Animals are considered to be property in New York State, so the divorcing couple may decide on pet ownership as part of the property splitting process.  For the purposes of veterinary care, at least, it is helpful if that decision is made in a timely fashion and with the approval of both parties so the pet's medical record can be updated with respect to ownership and authorization of treatment.  The designated owner can assign the other person as an agent to authorize treatment if they wish to do so, but only one person should be recorded as the owner (in patient records) to avoid uncertainty if there is ever any disagreement about treatment.

If both people were previously listed as owners, the veterinary practice should clarify their records by asking for a written statement signed by both parties and designating a single owner.  They should also inform the owner that an assigned agent can bring the animal in for examination or treatment, but that the owner will have to verify permission for serious or irreversible medical procedures such as spaying/neutering or euthanasia.  (This would also apply if no single owner is designated and both parties remain listed as owners; no serious or irreversible procedure should be performed without contacting the other owner shown in the medical record.)
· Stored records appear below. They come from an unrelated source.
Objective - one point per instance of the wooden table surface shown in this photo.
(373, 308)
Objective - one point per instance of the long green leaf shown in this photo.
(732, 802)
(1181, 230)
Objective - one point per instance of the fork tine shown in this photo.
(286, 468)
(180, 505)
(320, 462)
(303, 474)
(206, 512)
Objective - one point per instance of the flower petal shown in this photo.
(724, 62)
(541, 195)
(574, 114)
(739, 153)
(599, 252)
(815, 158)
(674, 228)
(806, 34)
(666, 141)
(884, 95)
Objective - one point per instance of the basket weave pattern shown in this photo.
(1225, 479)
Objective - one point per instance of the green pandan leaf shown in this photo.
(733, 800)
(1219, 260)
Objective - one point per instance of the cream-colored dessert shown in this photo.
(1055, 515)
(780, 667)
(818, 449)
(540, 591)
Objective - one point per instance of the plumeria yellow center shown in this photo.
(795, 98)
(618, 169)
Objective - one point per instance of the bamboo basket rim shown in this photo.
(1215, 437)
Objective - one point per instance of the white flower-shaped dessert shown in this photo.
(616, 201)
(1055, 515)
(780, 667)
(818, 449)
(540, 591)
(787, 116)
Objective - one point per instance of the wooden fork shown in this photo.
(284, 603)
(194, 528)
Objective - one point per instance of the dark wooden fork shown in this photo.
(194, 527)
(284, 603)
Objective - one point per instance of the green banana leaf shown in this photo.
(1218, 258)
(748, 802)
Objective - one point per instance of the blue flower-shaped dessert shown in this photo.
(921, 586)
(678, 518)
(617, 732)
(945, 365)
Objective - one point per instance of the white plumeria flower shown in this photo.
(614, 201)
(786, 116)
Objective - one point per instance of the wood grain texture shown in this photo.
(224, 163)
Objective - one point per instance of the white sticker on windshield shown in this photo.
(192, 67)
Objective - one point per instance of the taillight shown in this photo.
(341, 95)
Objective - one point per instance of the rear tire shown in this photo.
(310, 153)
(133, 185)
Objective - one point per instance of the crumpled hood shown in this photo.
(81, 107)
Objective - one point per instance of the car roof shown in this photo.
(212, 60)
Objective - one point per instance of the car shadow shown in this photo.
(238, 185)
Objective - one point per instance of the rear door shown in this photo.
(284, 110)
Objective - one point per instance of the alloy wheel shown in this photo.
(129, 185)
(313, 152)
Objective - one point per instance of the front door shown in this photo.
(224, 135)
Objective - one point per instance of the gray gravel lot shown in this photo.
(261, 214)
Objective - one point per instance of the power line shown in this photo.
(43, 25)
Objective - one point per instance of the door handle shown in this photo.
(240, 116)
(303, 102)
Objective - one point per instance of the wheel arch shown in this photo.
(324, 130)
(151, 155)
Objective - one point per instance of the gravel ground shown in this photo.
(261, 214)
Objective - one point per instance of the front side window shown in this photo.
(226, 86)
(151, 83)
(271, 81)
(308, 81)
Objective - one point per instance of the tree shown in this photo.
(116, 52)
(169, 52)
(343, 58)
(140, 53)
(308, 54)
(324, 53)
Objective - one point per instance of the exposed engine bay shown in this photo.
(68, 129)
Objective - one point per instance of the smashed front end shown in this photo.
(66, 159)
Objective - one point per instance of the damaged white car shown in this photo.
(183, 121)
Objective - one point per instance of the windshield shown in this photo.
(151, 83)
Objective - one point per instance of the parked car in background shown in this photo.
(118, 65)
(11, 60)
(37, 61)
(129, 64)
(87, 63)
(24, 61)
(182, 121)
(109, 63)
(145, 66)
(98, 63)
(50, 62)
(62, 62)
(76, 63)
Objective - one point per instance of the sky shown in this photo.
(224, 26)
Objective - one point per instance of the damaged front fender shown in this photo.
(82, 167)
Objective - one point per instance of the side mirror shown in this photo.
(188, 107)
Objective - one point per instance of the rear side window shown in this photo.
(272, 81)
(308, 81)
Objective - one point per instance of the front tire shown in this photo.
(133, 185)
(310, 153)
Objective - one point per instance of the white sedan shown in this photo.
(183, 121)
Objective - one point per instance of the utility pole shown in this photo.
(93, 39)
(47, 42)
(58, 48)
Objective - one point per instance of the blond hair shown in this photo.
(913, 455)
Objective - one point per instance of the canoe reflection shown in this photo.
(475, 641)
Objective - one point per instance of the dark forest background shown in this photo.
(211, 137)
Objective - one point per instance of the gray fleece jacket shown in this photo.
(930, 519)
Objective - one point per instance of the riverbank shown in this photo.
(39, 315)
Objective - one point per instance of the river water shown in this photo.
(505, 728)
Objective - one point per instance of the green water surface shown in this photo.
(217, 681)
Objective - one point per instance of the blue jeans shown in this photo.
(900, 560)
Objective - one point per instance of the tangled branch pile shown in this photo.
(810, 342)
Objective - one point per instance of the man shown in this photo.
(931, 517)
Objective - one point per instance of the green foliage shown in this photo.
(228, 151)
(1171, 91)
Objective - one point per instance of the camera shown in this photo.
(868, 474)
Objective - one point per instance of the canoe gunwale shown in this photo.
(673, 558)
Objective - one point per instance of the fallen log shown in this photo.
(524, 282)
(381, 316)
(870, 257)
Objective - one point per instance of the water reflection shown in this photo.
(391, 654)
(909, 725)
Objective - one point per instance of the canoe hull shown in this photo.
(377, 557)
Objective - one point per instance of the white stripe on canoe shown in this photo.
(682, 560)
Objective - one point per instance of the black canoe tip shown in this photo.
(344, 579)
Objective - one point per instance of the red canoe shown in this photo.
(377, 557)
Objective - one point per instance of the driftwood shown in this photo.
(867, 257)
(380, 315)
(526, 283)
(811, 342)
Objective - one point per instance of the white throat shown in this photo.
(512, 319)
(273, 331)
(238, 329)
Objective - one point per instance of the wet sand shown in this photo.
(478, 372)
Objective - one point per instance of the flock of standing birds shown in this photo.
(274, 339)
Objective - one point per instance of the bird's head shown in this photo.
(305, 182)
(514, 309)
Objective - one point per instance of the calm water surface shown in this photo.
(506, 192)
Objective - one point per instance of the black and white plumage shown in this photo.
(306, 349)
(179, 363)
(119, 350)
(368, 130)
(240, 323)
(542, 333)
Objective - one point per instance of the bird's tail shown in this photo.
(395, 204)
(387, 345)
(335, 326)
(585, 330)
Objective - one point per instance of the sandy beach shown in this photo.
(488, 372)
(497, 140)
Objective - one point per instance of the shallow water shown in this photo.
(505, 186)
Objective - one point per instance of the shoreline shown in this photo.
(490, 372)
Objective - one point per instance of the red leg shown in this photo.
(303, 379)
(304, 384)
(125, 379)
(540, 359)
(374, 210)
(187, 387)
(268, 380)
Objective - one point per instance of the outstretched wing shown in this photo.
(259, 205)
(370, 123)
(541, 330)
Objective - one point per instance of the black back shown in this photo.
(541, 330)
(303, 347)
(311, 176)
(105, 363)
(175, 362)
Whenever an owner is unable or unwilling to come into the practice or to provide a written consent, oral consent for treatment can be given.  It should be given to two different people in the practice.  The owner can repeat their consent and/or instructions to the two people sequentially, or the two people in the practice can listen to the owner's consent/instructions at the same time.  If the latter method is used, the owner must be informed that a second person (to be identified by name) will be joining the phone conversation to hear the consent.  Oral consents must always be recorded in the medical record by the persons to whom the consent was communicated, and signed by them in the record.

Adapted from an opinion provided by NYSVMS' former legal counsel regarding ownership disputes.